For a side-channel attack the perpetrator has to break out of the VM and infect the base hardware. 
Amazon claim to have solved the side channel attack problem.

Questions to ask:
1. Cost of data stored
2. Cost for VMs used
3. How secure or private is the data
4. Security and privacy guarantees
5. Will PII (personally identifiable information) be protected
6. Can you use cloud for Continuity of Operations Plans
7. Can you store classified data in the cloud (maybe if properly secured, government accredited and private)
8. Are you planning to use a third party service. (you can build your own cloud)
9. Where is your computing (is it US Only - export controls)
10. Get a cyber-security risk assessment. 

Also (not mentioned) - Cost for bandwidth used and data transfers. Also ask about what counts as a Data Transfer. For example AWS won't charge for some data moved around within a region but will charge for transfers in and out of a region.

Data-focused Clouds:
Huge data - Petabytes or larger.
HDFS - Hadoop File System. Not-relational
Relational Databases: Think rows and columns
Accumulo and HBase present structured relational databases delivered via HDFS.

Hadoop is more popular than sector file management system.

Enables automatic parallelization of queries. 
Handles storing, location, replication and processing of your data.

Enables easier identification of patterns across the data. Using Map-Reduce.

Map-Reduce - Good for:

Huge data sets
Disparate datasources
unsure about what data queries will be done.
Summarizing independent processes.

Map-Reduce not good for:

- Relational databases are adequate for the task
- Well defined queries.

What drives you to use the cloud capabilities:

- Unstructured data in large quantities
- Surge events are common

Learn what is possible with Map-Reduce and the cloud capabilities.

Why build your own cloud?
- Security, privacy or proprietary needs not met by existing cloud services.
- Ongoing maintenance costs.

Interesting suggestion (not verbalized) that you want a message queue to handle, arbitrate and allocate processing requests.
Message queuing can be used to scale resources up and down.

General Cloud Questions:
- Will you know where your cloud is physically located.
- Amazon AWS uses regions but are not more specific.
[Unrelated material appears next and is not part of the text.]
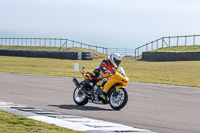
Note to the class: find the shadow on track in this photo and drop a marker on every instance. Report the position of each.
(76, 107)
- Who gets access (US or Foreign Nationals)
- How is data ingested?
- How is data stored?
- How is data secured at rest?
- How is data deleted?
- Can you test your data has been deleted or hidden?
- Can you keep your data separated from others?
- Frequency of Hardware upgrades
- Proven VMs?
- Who has done a risk assessment?


- Cloud is here to stay
- More projects will involve the cloud
- Need to understand strengths and weaknesses of the cloud
- Learn about cloud capabilities

FedRAMP is a new standardized approach to security assessment, authorization and security monitoring for cloud-prodcuts and services.

Good for low risk government projects. Not for High security applications.

Map-Reduce programs are more complicated if the data is not clean. 
Look at cleaning data on load to simplify queries.

Licensing in the Cloud. Manufacturers (software) have not really setup licenses for cloud services.
Best advice is to consider Open Source  and pay for support.

Security Issues - VMs may be more secure than Shared Hosting. In Shared Hosting the Feds can confiscate a server in a hosting facility. If the server is a shared host then other customers can be impacted.

Service Level Guarantees - What is reasonable? It depends. Worth looking at Service Level Agreements.